# My new starter loft



## nebama (Jan 15, 2010)

Here is the beginning of my new loft patterned after the red rose starter loft mine will be 6 x 8.


----------



## calmcool410 (Mar 17, 2010)

nebama said:


> Here is the beginning of my new loft patterned after the red rose starter loft mine will be 6 x 8.


YOUR PIC DIDNT SHOW


----------



## calmcool410 (Mar 17, 2010)

Here's Mine From That Same Site I Just Changed It Around Made It More Basic.


----------



## calmcool410 (Mar 17, 2010)

calmcool410 said:


> Here's Mine From That Same Site I Just Changed It Around Made It More Basic.
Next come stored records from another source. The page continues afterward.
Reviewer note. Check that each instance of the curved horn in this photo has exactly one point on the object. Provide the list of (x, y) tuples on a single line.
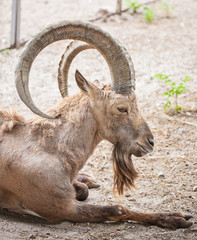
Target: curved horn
[(117, 57), (70, 53)]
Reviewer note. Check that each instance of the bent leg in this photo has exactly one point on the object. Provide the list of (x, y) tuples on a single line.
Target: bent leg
[(81, 190), (85, 178)]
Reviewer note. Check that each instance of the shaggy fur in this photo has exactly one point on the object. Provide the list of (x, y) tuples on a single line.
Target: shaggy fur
[(40, 159), (124, 171)]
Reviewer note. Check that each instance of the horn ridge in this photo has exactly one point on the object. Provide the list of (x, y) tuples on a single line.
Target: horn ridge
[(119, 61)]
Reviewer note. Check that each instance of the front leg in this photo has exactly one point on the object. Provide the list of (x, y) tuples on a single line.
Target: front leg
[(88, 180), (95, 213)]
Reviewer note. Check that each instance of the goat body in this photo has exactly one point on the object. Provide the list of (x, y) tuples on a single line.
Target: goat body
[(40, 159)]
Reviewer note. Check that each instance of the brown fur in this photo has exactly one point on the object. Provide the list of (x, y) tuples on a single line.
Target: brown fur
[(124, 171), (40, 159)]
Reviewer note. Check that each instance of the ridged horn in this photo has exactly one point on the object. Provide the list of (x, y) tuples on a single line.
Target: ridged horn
[(117, 57), (70, 53)]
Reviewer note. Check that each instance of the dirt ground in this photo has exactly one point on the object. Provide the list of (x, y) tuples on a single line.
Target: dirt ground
[(168, 176)]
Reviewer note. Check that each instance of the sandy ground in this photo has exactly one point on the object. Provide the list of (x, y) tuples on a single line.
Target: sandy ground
[(168, 45)]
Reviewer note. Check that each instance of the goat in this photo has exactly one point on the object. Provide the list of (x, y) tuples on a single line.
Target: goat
[(40, 159)]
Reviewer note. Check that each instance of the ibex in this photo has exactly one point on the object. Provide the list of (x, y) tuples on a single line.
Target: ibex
[(40, 159)]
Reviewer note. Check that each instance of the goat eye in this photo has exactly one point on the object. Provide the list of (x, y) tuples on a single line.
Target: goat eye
[(122, 110)]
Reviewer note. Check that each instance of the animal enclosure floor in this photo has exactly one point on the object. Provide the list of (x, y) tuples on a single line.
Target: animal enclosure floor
[(168, 176)]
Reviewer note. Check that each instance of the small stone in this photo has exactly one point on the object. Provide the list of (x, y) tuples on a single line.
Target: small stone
[(161, 175), (180, 130), (195, 189), (31, 236)]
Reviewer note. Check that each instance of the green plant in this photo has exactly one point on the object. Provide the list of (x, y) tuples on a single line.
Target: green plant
[(149, 14), (133, 4), (176, 89), (167, 9)]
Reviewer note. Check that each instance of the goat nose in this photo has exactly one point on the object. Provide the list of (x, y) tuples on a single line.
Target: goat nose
[(150, 140)]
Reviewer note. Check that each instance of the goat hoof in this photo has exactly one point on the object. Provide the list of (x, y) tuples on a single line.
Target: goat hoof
[(173, 220)]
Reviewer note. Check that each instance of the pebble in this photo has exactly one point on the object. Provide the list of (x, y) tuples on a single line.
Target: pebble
[(31, 236), (161, 175), (195, 189)]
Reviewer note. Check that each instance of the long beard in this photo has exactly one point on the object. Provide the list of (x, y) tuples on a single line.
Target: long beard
[(124, 171)]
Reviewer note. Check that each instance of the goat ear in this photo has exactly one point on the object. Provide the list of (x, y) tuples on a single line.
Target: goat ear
[(86, 86)]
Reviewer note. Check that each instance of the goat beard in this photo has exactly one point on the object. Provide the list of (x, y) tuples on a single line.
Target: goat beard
[(124, 171)]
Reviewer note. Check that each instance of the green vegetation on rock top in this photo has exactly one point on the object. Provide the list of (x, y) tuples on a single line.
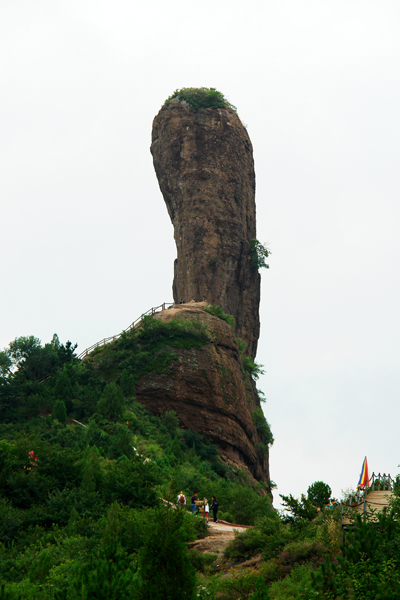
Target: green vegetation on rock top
[(201, 98)]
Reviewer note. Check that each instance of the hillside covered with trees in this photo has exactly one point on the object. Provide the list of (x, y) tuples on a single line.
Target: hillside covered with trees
[(88, 480)]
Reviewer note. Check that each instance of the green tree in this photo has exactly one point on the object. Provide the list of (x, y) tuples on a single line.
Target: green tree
[(258, 254), (111, 402), (127, 384), (59, 412), (165, 569), (319, 493)]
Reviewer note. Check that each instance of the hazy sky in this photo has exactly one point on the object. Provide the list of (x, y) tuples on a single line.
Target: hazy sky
[(86, 241)]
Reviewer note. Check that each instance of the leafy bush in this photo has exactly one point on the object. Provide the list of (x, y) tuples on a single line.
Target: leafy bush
[(165, 568), (60, 412), (252, 368), (319, 493), (214, 309), (111, 402), (262, 426), (258, 254), (202, 97)]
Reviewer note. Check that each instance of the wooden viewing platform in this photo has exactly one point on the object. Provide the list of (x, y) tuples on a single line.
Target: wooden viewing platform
[(369, 502), (376, 500)]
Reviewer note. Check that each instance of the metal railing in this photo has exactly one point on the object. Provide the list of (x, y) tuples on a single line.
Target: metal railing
[(104, 341)]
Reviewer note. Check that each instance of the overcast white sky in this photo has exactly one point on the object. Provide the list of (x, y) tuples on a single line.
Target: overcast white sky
[(86, 242)]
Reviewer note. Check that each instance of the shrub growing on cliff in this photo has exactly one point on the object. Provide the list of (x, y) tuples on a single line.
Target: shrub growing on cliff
[(201, 98), (258, 254), (214, 309), (262, 426)]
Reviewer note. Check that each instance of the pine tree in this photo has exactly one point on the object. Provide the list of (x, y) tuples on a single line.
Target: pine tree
[(166, 572), (111, 402), (59, 412)]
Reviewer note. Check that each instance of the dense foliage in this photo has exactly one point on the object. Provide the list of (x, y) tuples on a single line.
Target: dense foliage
[(83, 468), (201, 98), (258, 254), (89, 478)]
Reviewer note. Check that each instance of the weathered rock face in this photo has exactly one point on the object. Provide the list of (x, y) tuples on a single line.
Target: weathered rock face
[(204, 164), (207, 390)]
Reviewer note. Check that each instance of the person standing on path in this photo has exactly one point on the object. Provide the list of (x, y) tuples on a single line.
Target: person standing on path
[(214, 508), (181, 501), (194, 507)]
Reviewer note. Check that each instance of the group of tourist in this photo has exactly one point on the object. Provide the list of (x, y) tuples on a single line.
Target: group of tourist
[(200, 504)]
LOOK AT LOFT DESIGNS-----MY LIL LOFT ---IS MY POST


----------



## g0ldenb0y55 (Dec 23, 2008)

Where's the pic???


----------



## nebama (Jan 15, 2010)

I cant get the picture to show up can anyone help?


----------



## nebama (Jan 15, 2010)

*Pictures are now showing*

Finally got the pictures to show will add more later just finished painting and added the top Saturday.


----------



## First To Hatch (Jul 19, 2009)

nice, how big is it?


----------



## nebama (Jan 15, 2010)

The loft is 6x8 with 2 4x6 sections and 2 seperate avairies.


----------



## Kalkbl (May 10, 2010)

Any Updates on this loft. Is it in use by now? Need more pictures Please


----------